"Ils arrivent à travers vous mais non de vous. Et quoiqu’ils soient avec vous, ils ne vous appartiennent pas. Vous pouvez leur donner votre amour mais non vos pensées, Car ils ont leurs pensées propres. Vous pouvez abriter leurs corps mais non leurs âmes, Car leurs âmes habitent la demeure de demain que vous ne pouvez visiter même dans vos rêves. Vous pouvez tenter d’être comme eux, mais n’essayez pas de les rendre comme vous. Car la vie ne s’en retourne pas en arrière ni ne s’attarde avec hier. Vous êtes les arcs qui projettent vos enfants comme des flèches vivantes. L’Archer voit le but sur le sentier de l’infini et Il vous tend de toute son énergie pour que ses flèches puissent aller vite et loin. Que cette force bandée par la main de l’Archer soit joyeuse ; Car, s’Il aime la flèche qui vole, Il aime aussi l’arc qui est stable. »

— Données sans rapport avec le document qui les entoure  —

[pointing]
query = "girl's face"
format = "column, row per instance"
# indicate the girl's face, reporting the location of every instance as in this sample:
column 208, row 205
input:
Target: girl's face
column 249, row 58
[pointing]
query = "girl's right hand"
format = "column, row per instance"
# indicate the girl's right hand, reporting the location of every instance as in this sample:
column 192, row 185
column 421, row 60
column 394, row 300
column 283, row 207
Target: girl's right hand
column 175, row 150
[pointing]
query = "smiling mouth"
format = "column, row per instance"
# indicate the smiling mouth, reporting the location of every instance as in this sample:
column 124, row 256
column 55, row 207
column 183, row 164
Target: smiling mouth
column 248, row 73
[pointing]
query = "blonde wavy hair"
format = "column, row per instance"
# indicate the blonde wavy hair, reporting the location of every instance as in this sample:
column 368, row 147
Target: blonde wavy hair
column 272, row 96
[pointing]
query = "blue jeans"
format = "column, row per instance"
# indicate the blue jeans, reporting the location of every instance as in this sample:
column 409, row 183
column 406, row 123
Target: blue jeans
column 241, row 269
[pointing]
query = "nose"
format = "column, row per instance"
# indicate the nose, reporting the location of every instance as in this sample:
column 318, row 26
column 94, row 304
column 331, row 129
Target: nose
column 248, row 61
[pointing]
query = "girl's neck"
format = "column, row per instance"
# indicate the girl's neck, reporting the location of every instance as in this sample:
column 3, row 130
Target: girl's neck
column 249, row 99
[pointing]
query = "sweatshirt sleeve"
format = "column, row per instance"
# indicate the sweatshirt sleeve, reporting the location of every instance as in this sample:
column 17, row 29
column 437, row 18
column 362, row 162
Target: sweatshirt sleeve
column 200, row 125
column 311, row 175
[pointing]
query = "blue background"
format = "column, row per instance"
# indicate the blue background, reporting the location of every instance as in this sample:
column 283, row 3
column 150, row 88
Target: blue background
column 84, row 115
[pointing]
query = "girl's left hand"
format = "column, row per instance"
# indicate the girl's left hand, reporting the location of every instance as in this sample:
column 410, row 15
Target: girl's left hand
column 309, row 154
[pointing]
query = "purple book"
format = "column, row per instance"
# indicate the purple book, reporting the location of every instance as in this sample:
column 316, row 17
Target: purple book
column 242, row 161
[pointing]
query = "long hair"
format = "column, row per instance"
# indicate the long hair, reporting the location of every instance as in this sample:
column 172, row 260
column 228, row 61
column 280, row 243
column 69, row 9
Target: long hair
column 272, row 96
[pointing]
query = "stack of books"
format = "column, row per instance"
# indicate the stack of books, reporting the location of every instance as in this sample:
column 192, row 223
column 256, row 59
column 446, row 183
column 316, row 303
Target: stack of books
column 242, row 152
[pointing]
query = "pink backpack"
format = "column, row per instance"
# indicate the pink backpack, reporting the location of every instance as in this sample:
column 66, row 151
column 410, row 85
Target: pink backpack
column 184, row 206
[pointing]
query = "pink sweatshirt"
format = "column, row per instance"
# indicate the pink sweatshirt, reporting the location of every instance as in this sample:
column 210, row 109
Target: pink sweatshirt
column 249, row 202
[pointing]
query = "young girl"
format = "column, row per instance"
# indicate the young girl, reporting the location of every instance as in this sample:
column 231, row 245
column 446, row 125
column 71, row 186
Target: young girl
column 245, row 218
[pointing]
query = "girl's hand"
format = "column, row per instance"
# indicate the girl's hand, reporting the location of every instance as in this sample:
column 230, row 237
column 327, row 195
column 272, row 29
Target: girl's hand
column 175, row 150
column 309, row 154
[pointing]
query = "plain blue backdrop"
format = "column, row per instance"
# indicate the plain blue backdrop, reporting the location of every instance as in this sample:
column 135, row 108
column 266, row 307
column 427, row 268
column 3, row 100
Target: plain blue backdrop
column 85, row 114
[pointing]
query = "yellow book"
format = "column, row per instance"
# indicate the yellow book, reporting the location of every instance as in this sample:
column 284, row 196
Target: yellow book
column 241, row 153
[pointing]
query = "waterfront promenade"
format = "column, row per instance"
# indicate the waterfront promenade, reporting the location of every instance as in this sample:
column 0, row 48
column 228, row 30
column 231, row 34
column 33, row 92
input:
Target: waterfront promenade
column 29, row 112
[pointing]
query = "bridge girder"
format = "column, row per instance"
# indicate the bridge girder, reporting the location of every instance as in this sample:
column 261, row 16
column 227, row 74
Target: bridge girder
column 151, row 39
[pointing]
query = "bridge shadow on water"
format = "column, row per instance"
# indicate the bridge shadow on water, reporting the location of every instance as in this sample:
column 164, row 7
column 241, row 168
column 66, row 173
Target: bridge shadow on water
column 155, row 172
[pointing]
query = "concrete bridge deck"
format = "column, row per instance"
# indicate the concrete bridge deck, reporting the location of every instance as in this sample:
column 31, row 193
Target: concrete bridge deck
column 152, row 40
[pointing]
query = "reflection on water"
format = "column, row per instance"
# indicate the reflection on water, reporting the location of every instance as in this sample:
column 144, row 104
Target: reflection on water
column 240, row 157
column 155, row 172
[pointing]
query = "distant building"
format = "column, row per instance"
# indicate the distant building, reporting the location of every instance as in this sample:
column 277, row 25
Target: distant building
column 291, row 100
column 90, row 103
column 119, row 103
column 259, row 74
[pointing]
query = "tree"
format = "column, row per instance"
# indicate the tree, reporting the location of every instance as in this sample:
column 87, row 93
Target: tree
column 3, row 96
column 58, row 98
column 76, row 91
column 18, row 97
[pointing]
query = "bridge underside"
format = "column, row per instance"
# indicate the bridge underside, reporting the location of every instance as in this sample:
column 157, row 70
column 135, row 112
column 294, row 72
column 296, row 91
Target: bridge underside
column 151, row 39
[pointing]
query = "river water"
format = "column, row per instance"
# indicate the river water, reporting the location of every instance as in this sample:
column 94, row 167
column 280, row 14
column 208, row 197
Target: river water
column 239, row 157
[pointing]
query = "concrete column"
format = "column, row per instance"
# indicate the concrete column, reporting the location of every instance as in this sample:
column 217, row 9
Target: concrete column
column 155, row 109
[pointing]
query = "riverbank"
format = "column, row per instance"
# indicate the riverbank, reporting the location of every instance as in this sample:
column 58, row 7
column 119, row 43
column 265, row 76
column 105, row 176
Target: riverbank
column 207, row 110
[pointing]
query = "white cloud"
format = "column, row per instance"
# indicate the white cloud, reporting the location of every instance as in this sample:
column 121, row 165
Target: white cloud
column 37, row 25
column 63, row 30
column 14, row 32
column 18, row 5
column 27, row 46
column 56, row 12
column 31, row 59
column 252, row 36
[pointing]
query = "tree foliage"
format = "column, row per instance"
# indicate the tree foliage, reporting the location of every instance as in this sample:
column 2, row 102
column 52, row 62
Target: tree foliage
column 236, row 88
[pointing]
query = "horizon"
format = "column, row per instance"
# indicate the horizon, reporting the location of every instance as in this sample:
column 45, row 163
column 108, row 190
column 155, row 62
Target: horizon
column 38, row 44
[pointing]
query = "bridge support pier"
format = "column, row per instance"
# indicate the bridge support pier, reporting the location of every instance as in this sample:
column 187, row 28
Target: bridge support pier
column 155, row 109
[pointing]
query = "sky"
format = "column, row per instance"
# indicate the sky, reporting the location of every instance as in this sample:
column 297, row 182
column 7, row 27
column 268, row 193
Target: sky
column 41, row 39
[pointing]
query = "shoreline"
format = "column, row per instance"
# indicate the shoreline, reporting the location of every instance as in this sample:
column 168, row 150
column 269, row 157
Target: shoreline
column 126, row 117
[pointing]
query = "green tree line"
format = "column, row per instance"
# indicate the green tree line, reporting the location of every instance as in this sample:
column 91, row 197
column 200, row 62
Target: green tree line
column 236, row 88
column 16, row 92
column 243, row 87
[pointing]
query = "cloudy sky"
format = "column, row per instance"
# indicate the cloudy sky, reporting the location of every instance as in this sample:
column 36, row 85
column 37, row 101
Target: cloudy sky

Chacun de nous interprète la sagesse de ce grand homme selon son système de valeurs, selon sa maturité dans ses rôles et selon la profondeur de ses réflexions.

Toute cette brassée de mots m’aide à plonger dans mon impuissance de merde. Du début jusqu’à la fin, je vois se défiler les scènes de ma vie, scènes vécues dans mes rôles d’enfant, de mère puis, de grand-mère.

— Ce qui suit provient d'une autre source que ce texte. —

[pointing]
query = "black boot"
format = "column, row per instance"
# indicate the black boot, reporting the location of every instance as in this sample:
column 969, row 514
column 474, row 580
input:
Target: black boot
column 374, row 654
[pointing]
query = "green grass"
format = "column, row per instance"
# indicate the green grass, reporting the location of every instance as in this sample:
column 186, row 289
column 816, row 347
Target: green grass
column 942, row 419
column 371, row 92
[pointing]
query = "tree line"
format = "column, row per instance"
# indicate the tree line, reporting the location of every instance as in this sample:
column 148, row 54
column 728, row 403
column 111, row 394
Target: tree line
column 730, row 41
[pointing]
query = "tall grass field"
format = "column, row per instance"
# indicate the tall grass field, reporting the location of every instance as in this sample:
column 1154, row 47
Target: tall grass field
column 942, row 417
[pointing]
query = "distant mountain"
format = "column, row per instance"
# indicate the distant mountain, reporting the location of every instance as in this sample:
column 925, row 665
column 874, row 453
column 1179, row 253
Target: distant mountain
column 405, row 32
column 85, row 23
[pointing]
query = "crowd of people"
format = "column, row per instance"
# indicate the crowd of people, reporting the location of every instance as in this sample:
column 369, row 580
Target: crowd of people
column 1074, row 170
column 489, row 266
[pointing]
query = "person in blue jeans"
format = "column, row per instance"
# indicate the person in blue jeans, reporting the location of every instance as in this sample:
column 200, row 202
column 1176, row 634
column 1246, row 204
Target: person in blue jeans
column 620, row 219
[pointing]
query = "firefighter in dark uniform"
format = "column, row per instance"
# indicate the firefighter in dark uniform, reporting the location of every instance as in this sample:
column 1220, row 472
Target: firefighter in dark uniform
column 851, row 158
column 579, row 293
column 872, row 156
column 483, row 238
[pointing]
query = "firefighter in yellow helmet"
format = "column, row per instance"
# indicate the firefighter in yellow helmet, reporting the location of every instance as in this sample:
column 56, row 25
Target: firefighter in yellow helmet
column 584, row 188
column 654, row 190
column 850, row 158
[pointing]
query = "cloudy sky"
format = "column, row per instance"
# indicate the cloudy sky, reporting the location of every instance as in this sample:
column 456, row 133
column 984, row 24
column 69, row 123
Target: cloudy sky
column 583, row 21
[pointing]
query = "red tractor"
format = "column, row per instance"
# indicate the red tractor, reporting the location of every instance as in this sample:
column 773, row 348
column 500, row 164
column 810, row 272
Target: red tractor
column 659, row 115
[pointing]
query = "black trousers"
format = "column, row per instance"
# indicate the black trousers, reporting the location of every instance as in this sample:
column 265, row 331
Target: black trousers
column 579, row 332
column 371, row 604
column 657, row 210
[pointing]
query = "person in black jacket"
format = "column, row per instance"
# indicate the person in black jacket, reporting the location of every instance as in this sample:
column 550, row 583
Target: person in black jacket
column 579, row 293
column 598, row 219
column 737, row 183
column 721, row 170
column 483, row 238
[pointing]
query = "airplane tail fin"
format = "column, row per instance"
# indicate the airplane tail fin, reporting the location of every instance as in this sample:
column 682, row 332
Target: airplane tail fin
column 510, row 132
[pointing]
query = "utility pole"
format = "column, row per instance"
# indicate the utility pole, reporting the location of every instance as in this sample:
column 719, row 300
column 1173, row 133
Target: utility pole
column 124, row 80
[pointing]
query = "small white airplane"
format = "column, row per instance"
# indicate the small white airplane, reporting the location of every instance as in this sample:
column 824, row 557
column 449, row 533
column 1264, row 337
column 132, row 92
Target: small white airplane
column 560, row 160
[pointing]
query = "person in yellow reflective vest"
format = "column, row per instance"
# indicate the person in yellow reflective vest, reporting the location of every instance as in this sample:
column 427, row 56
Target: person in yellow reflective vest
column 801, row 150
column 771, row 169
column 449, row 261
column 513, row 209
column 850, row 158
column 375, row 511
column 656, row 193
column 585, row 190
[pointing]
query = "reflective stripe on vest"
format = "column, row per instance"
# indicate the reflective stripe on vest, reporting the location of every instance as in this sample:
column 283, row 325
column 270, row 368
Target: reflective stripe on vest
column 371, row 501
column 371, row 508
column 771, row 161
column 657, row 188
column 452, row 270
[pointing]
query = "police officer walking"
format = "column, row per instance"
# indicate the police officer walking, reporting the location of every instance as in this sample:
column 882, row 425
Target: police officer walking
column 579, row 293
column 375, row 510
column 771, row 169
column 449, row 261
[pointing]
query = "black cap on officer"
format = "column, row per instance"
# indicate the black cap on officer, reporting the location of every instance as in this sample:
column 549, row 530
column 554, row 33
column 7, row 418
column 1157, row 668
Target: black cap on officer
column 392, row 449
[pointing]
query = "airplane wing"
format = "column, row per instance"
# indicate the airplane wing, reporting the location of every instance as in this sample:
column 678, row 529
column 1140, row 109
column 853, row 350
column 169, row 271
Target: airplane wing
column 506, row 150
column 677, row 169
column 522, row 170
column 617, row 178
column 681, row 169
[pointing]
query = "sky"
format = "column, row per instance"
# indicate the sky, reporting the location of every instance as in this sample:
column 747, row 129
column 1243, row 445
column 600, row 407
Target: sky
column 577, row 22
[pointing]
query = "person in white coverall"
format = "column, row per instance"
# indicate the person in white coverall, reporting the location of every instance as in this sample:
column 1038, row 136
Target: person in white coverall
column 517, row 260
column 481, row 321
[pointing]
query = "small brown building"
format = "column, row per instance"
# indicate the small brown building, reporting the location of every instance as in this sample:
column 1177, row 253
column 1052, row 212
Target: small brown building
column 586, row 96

Au pied de ma colline où bien des pierres se sont accumulées, se lèvent bien des soleils de pluie.

Devant la noyade de mes filles, devant leur consommation active, je demande au Tout-Puissant « Ai-je réussi par mes flèches à leur donner des ailes ? »

Elles vieillissent tout en enterrant l’innocence de croire à leur bonheur. Du haut de mes inquiétudes, je me demande si elles vont réussir à guérir leurs faiblesses de chagrin ? Vont-elles démasquer les pourquoi de leur inconfort?

Car plus elles tardent à s’envoler,
plus elles s’éloignent de leur mission d’être, de leur petit bonheur.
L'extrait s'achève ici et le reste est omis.